The library manager then was the late Eunice Watson. “She was a dynamite lady,” Kevin said. “You'd meet her and like her.”
They started talking about how volunteers might be able to “pick up the slack,” as he put it. There wasn't a model to start with. The PPLD Friends have existed since 1955, but if such groups existed in 1979 at any PPLD branches, he didn't know about them.
The way it evolved in Old Colorado City, he and Watson (who was in her second-to-last year at that time) got together with some like-minded people and the Friends group was born. “The good thing is that over the years, we had people join us,” he said.
Now there are Friends groups at all the district branches - technically called “community libraries,” under the latest nomenclature - and all coordinate with the Friends of PPLD organization.
One of the local long-timers is another former staffer, Betsy Evans, who started at Old Colorado City in 1979. She helped build the group up after becoming its manager in 1981 and has stayed active with the Friends since retiring in 1997.
In Evans' days on staff, the library was a smaller operation (with shorter hours and fewer employees), but, as she described it, there actually was more for the Friends to do because the budget provided by the PPLD didn't cover as much. “We were buying nuts and bolts items to keep the library afloat,” she recalled
As an example, Friends purchases such as shelving, tables and chairs were commonplace. In the '90s, a furniture restoration project had to be spread out over several years. “Refinishing is expensive,” Evans observed. Nowadays, the district seeks to fund branch necessities, so “we look for fringe things that the library budget doesn't cover.”
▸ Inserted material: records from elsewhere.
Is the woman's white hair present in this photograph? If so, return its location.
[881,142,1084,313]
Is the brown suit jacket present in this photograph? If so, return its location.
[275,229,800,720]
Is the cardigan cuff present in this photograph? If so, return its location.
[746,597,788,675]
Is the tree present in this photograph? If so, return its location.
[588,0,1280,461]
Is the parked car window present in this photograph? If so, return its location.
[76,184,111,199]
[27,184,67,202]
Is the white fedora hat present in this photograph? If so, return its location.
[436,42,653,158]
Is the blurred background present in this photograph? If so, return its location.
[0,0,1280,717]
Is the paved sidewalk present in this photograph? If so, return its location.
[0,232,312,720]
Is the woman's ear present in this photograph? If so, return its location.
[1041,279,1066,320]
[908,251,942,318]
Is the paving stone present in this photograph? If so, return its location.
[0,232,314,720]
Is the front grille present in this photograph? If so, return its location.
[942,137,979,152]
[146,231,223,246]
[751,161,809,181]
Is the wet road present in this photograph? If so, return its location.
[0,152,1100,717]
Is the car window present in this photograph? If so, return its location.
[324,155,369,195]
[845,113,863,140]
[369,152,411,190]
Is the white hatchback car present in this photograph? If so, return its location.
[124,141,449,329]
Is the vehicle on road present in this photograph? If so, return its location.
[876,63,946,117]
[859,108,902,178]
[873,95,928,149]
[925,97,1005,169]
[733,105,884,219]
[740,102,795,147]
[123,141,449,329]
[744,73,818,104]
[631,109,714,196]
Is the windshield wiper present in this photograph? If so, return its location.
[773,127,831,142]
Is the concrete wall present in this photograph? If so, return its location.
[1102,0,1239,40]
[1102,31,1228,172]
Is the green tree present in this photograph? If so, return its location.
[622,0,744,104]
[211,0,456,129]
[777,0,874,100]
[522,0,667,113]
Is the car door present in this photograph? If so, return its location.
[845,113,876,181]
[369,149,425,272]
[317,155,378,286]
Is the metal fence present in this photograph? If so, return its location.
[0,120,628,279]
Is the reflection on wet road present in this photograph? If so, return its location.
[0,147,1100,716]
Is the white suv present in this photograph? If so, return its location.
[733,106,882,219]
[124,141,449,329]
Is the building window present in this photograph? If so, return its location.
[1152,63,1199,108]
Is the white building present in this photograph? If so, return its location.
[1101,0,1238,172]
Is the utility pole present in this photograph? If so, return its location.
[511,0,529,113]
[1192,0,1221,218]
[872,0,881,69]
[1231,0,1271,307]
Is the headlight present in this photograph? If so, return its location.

Two other long-time Friends members (going back to the 1980s) are Jack Beal and Flo Hagiwara. Both have an affection for books and libraries and both said they got involved from getting to know Betsy Evans.
Tuesday mornings, Hagiwara additionally works as an Old Colorado City Library volunteer (which is separate from the Friends group), helping sort out materials that need to be shared throughout the district.
Dustie and Kevin met at the Old Colorado City Library… no surprise. And after she retired in 2008, she too became a Friend. He has been president in the past, but can't be for now, because he is a PPLD employee.
The local Friends group has more than 30 members - one of the allures of a $20 annual membership is 20 percent off at book sales - but has a core group of only about six people. “We welcome people who want to be involved,” Dustie said.
The Old Colorado City Friends hold quarterly meetings. What they do is not all work, but “a lot of fun” too, she added.
And the best part? Perhaps it is, as Kevin pointed out, that “we've made some good Friends over the years.”